Section Report: 2002

PABITRA, the Pacific-Asia Biodiversity Transect Network, was first presented during the 43rd IAVS symposium, in Nagano, Japan. The theme of the Nagano PABITRA workshop was ‘Tasks of Vegetation Ecology in the PABITRA Net.’ The 13 presentations were sub-structured under four sub-themes: 1. Assessment and monitoring of plant biodiversity in the Pacific Islands; 2. Analysis of human relationships to island biodiversity; 3. Analysis of freshwater flow, its relation to island biodiversity and ecosystem health; and 4. Historical perspectives on island biodiversity (Nagano Abstract book: 74-80).
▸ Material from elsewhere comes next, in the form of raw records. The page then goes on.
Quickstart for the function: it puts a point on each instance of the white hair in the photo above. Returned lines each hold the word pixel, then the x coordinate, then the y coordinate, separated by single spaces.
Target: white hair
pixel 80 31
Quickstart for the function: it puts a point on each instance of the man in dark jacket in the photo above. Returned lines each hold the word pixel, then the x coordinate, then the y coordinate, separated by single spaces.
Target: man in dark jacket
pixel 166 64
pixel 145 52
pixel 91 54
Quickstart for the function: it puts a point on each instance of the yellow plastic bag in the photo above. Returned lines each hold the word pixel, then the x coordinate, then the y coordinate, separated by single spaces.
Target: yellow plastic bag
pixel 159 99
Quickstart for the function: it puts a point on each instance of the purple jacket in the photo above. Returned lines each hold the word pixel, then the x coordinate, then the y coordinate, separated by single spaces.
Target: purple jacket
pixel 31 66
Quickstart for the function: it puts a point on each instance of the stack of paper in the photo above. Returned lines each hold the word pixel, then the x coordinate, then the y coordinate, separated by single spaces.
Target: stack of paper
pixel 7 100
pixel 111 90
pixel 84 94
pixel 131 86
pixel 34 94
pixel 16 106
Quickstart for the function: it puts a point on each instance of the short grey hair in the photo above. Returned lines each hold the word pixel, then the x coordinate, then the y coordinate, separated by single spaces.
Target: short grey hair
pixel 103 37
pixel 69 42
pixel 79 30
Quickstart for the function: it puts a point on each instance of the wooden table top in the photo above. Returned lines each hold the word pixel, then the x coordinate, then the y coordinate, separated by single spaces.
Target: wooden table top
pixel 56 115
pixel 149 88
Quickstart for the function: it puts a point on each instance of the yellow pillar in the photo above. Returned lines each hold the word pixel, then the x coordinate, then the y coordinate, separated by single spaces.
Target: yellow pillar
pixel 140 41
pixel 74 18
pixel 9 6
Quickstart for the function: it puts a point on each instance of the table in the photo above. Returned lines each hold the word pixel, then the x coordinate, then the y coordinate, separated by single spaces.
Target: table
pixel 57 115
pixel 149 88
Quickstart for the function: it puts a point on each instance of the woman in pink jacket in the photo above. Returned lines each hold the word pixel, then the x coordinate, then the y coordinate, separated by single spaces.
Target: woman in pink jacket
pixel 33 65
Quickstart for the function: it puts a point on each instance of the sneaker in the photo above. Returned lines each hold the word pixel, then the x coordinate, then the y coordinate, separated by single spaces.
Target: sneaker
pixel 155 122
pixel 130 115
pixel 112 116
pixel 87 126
Following that, PABITRA received funding from APN (the Asia-Pacific Network for Global Change Research) in Kobe. This funding has been used to run an INITIAL SYNTHESIS meeting (July 15-19, 2002) on the proposed Gateway Transect in Fiji. A Fijian PABITRA group has since been organized by Marika Tuiwawa, Curator of the Herbarium at the USP (University of the South Pacific) in Suva.